No rocket science in that. If you are married and have husband or wife as partner, justice demands you end that relationship before commencing a new one with a new partner.

The court was faced with a writ petition on behalf of a married estranged husband, who had – while the marriage had still not legally ended, started a live-in relationship with another woman.

While the jurisprudence is still developing around the efficacy and espousal of live-in relationships in India, most modern thinking elite in essence argue, these relationships equal the commitments and thus consequences of a marital relationship.

But some shrewd lawyers believe they can argue the absence of solemnization of marriage in a live-in relationship to avoid the clearly stipulated wrath and consequences of the offences of bigamy in Indian law.

Also read: Live-in relationship is not a bad thing: Aditya Roy Kapoor

According to Section 17(1) of the Hindu Marriage Act, 1955, which regulates punishment for bigamy to Hindu person, if a Hindu marries someone else without first obtaining the dissolution of an existing marriage or while his first marriage is still in effect, they shall be subject to criminal prosecution under Sections 494 and 495 of the Indian Penal Code, 1860.

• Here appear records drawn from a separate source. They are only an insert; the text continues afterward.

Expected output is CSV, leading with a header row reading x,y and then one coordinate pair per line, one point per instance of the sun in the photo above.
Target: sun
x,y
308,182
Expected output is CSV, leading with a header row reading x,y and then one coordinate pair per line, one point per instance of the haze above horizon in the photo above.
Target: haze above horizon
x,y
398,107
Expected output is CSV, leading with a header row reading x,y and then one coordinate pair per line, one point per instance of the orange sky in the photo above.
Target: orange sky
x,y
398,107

In this case, the man had been previously married but now living with another woman in a live-in relationship.

His previous marriage had not been dissolved.

Coming to the High Court, the man claimed that his live-in partner girl had been forcibly taken away and now detained by her father and she had been deprived of her freedom, liberty and equality before law by the father. And thus, the High court must grant him relief by ordering the father to let the girl come back as his live-in [partner with the freedom and liberty guaranteed by the constitution of the country.

The Division Bench of Justice Ravi Nath Tilhari and Justice B.V.L.N Chakravarti dismissed the petition filed by him saying:

One’s choice to live outside wedlock does not mean that the married persons are free to live in live-in relationship with others outside wedlock during subsistence of marriage. That would be transgressing valid legal framework. The right to live out of wedlock is to be understood, living without solemnizing marriage, if they are major. They are not bound to marry each other. But that does not mean living in live-in relationship with others outside wedlock, during continuance of marriage.”

The Court further observed that the man’s petition seemed like a scheme to legitimize his illegal actions by getting a ‘seal of approval’ from the Court.

Filing of the writ petition appears to us to be a device adopted to have a seal and signature of this Court on the illegal act of the petitioner, transgressing the valid legal framework of his marriage. There is no factual foundation supported with material, to inspire confidence that it is a case of violation of one’s fundamental right under Article 21 of the Constitution of India, or of any illegal custody of ‘A’, by her father respondent No.5

The legality of live-in relationships is recognized in law under the Protection of Women from Domestic Violence Act, 2005.

This was a very skewed protection asked of the High Court by the man and was rightly called out by the court. It said the recognition of live-in relationships was primarily for protecting women from domestic violence, not for encouraging or violating the legal framework.

The court refused to order the father to let go of the girl from parental home to be part of a relationship which was illegal and would incur penalties.

Filing a Writ for Habeas Corpus seeking production of alleged detenue in Court and setting him or her free from the parental home in particular, and that too at the instance of a person, as the present petitioner, a married person seeking liberty of a girl, may be major, on the ground of the petitioner allegedly living in relationship with her, in our view, cannot be encouraged.”